Re: Kernel Concurrency Sanitizer (KCSAN)
From: Mark Rutland
Date: Fri Sep 20 2019 - 12:31:33 EST
On Fri, Sep 20, 2019 at 04:18:57PM +0200, Marco Elver wrote:
> Hi all,
Hi,
> We would like to share a new data-race detector for the Linux kernel:
> Kernel Concurrency Sanitizer (KCSAN) --
> https://github.com/google/ktsan/wiki/KCSAN (Details:
> https://github.com/google/ktsan/blob/kcsan/Documentation/dev-tools/kcsan.rst)
Nice!
BTW kcsan_atomic_next() is missing a stub definition in <linux/kcsan.h>
when !CONFIG_KCSAN:
https://github.com/google/ktsan/commit/a22a093a0f0d0b582c82cdbac4f133a3f61d207c#diff-19d7c475b4b92aab8ba440415ab786ec
... and I think the kcsan_{begin,end}_atomic() stubs need to be static
inline too.
It looks like this is easy enough to enable on arm64, with the only real
special case being secondary_start_kernel() which we might want to
refactor to allow some portions to be instrumented.

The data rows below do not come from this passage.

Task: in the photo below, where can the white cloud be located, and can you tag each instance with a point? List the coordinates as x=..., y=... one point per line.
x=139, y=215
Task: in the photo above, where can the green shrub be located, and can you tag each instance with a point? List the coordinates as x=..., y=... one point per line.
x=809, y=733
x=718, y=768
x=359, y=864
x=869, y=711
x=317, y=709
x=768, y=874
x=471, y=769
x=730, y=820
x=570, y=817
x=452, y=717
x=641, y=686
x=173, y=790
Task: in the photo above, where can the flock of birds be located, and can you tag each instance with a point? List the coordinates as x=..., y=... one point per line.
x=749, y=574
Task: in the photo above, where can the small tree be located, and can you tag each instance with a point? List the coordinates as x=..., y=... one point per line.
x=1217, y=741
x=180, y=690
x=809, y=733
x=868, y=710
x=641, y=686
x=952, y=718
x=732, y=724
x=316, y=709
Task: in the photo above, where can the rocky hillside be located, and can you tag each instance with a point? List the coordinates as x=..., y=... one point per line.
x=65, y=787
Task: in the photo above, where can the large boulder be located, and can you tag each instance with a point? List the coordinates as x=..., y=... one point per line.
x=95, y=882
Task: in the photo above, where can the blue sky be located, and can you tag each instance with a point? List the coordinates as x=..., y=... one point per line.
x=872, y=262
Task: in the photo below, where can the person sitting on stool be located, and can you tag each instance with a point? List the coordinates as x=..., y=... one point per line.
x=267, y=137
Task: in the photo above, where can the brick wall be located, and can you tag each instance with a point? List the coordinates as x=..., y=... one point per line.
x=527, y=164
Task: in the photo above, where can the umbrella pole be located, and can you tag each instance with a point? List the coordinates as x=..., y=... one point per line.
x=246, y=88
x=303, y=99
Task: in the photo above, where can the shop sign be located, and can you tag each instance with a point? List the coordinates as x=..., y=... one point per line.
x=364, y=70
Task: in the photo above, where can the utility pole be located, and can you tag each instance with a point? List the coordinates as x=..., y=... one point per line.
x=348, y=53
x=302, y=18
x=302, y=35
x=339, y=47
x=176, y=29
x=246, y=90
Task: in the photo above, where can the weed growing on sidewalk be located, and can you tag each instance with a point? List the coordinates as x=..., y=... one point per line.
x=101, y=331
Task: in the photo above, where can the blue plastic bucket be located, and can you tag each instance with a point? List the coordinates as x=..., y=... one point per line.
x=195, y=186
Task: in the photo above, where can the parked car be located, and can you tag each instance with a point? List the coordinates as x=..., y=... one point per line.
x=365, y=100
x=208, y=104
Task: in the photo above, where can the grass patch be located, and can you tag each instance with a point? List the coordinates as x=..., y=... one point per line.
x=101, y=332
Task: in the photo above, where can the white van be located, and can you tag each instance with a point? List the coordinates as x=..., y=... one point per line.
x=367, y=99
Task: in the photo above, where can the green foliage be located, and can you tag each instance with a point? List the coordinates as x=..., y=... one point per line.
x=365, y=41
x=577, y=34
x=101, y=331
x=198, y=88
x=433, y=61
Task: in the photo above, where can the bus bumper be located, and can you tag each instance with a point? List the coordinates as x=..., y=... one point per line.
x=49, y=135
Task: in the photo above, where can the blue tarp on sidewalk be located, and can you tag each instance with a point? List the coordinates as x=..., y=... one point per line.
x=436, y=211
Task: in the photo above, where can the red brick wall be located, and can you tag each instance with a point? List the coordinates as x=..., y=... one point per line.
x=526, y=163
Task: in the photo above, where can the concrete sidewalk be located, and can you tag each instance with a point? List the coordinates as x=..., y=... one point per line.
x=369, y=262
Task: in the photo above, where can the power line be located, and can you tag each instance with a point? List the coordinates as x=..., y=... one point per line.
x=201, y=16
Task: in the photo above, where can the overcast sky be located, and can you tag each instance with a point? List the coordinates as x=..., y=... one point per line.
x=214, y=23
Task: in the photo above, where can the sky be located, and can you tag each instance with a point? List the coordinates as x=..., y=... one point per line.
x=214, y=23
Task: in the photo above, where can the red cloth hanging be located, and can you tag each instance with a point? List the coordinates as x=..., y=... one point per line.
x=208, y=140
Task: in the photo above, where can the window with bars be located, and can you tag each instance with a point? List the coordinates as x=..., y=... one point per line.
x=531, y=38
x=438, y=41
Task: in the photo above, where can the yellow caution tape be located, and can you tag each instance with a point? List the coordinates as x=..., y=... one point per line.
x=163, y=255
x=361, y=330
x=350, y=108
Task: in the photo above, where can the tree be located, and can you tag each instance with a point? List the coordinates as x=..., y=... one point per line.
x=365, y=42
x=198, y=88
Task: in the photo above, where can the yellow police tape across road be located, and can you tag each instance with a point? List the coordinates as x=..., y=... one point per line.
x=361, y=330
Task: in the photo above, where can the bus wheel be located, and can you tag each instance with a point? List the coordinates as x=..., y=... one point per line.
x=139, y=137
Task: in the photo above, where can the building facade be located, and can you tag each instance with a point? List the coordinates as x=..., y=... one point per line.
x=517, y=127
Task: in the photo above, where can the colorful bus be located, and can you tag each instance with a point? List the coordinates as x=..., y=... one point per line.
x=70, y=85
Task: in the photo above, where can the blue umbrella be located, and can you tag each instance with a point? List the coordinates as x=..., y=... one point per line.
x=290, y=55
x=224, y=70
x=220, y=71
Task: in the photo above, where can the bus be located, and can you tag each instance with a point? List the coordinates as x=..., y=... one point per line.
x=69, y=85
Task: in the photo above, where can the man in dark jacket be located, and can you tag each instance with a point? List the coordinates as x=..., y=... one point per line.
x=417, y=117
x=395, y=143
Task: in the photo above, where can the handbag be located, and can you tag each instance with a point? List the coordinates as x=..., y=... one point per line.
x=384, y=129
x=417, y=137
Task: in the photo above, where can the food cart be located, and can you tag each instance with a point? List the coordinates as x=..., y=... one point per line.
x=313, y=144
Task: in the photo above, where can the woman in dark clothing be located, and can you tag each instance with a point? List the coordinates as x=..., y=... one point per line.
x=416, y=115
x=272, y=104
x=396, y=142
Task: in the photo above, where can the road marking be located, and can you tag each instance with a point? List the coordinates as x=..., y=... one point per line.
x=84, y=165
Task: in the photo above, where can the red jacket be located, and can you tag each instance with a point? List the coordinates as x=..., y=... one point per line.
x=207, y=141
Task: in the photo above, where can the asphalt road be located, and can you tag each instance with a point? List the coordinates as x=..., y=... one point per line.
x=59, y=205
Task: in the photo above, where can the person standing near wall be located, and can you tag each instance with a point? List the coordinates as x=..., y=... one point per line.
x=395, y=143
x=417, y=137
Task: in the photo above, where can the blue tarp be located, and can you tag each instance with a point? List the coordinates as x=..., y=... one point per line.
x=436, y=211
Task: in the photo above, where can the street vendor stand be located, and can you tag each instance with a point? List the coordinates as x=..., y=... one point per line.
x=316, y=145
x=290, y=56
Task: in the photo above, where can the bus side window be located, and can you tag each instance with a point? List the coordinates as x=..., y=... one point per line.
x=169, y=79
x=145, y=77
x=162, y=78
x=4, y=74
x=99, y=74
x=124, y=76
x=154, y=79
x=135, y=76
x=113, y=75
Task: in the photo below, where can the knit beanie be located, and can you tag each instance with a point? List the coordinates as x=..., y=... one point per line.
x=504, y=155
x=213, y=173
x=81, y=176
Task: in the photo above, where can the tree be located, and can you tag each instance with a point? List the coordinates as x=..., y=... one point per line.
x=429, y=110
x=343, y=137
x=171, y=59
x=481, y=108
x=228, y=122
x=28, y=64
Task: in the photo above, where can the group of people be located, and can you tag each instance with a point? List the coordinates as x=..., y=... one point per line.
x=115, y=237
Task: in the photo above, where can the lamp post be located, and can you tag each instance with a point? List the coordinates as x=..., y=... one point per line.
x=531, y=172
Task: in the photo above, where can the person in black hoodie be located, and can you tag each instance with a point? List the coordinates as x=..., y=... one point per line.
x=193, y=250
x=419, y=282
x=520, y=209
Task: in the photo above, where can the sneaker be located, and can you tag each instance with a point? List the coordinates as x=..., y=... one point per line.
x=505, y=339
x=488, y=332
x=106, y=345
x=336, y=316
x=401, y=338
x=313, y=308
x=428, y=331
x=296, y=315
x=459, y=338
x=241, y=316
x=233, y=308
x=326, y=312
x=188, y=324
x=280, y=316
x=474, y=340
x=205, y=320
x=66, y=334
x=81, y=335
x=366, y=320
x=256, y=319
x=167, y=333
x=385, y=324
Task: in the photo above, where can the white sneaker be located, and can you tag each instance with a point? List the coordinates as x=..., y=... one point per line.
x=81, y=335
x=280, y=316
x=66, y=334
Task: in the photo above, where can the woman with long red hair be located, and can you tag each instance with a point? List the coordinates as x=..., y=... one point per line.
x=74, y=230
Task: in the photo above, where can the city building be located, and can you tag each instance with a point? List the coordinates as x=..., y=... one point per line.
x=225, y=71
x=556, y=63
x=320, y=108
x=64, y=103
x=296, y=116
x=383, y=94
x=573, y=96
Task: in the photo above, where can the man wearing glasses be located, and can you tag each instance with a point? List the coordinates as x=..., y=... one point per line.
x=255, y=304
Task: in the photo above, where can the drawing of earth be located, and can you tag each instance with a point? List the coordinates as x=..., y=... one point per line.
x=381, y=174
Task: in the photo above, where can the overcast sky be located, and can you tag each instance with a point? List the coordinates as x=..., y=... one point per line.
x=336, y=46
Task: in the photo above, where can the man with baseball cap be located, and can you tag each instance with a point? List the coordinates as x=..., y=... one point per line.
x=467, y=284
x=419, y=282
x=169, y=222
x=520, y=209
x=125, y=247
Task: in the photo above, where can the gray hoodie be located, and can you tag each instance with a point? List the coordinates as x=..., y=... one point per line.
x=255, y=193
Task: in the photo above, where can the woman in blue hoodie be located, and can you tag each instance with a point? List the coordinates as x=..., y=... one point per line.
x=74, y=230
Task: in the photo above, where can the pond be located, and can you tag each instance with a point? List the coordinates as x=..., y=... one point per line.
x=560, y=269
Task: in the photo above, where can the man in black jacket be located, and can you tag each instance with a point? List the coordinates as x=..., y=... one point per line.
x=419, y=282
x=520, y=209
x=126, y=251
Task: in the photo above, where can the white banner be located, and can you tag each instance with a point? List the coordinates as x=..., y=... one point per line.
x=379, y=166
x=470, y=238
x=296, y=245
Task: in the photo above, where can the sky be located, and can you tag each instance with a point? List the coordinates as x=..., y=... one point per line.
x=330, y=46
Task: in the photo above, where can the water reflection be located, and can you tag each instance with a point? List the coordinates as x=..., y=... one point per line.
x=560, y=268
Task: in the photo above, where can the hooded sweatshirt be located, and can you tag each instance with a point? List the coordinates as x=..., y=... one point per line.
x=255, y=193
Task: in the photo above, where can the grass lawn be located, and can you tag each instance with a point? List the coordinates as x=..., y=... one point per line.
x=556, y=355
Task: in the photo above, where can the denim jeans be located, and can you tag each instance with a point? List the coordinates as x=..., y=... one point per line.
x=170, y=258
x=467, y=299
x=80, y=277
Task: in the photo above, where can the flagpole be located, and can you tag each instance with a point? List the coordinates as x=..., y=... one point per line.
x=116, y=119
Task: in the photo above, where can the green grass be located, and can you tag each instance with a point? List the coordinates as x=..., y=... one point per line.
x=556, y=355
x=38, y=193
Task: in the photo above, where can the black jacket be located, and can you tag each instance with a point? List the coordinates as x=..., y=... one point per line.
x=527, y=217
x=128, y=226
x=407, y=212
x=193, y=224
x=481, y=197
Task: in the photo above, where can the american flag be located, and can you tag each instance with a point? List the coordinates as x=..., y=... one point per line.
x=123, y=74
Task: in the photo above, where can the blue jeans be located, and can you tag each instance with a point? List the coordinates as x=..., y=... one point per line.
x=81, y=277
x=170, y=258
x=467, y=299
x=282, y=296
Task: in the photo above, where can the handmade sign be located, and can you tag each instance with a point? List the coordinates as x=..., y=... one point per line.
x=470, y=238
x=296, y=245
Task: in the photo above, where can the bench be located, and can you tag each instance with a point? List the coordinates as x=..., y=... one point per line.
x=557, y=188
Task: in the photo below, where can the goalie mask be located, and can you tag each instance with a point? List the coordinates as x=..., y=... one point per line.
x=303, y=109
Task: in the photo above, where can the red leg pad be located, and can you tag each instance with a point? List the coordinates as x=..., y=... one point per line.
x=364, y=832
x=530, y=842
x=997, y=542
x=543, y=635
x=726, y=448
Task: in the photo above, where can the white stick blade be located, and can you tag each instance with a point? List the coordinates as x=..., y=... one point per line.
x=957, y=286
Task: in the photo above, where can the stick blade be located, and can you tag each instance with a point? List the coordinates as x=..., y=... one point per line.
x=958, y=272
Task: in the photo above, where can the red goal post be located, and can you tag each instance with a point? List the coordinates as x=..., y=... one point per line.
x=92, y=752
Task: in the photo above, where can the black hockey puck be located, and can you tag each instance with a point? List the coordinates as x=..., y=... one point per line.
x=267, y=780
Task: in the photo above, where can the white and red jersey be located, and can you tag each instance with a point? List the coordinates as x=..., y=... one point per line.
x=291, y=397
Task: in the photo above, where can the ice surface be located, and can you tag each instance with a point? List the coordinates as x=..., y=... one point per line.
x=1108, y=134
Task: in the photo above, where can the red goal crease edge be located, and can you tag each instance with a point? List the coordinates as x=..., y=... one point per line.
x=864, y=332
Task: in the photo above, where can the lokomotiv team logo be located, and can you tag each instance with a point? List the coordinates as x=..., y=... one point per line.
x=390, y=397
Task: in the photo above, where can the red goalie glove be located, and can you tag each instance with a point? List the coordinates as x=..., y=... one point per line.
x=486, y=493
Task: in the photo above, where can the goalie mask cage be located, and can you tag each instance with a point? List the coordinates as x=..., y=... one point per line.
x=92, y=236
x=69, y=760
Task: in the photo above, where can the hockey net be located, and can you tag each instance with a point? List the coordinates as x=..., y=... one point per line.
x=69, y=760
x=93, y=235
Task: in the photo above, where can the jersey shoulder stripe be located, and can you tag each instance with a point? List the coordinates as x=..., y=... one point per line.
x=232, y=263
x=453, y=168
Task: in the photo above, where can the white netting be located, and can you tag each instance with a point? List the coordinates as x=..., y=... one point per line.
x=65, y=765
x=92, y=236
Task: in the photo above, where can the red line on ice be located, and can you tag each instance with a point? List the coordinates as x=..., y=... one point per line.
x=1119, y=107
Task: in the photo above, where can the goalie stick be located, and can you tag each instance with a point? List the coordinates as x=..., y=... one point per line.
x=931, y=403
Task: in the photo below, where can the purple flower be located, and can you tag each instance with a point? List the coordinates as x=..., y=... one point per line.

I pushed the trivial patches I needed to get arm64 booting to my arm64/kcsan
branch:
git://git.kernel.org/pub/scm/linux/kernel/git/mark/linux.git arm64/kcsan
We have some interesting splats at boot time in stop_machine, which
don't seem to have been hit/fixed on x86 yet in the kcsan-with-fixes
branch, e.g.
[ 0.237939] ==================================================================
[ 0.239431] BUG: KCSAN: data-race in multi_cpu_stop+0xa8/0x198 and set_state+0x80/0xb0
[ 0.241189]
[ 0.241606] write to 0xffff00001003bd00 of 4 bytes by task 24 on cpu 3:
[ 0.243435] set_state+0x80/0xb0
[ 0.244328] multi_cpu_stop+0x16c/0x198
[ 0.245406] cpu_stopper_thread+0x170/0x298
[ 0.246565] smpboot_thread_fn+0x40c/0x560
[ 0.247696] kthread+0x1a8/0x1b0
[ 0.248586] ret_from_fork+0x10/0x18
[ 0.249589]
[ 0.250006] read to 0xffff00001003bd00 of 4 bytes by task 14 on cpu 1:
[ 0.251804] multi_cpu_stop+0xa8/0x198
[ 0.252851] cpu_stopper_thread+0x170/0x298
[ 0.254008] smpboot_thread_fn+0x40c/0x560
[ 0.255135] kthread+0x1a8/0x1b0
[ 0.256027] ret_from_fork+0x10/0x18
[ 0.257036]
[ 0.257449] Reported by Kernel Concurrency Sanitizer on:
[ 0.258918] CPU: 1 PID: 14 Comm: migration/1 Not tainted 5.3.0-00007-g67ab35a199f4-dirty #3
[ 0.261241] Hardware name: linux,dummy-virt (DT)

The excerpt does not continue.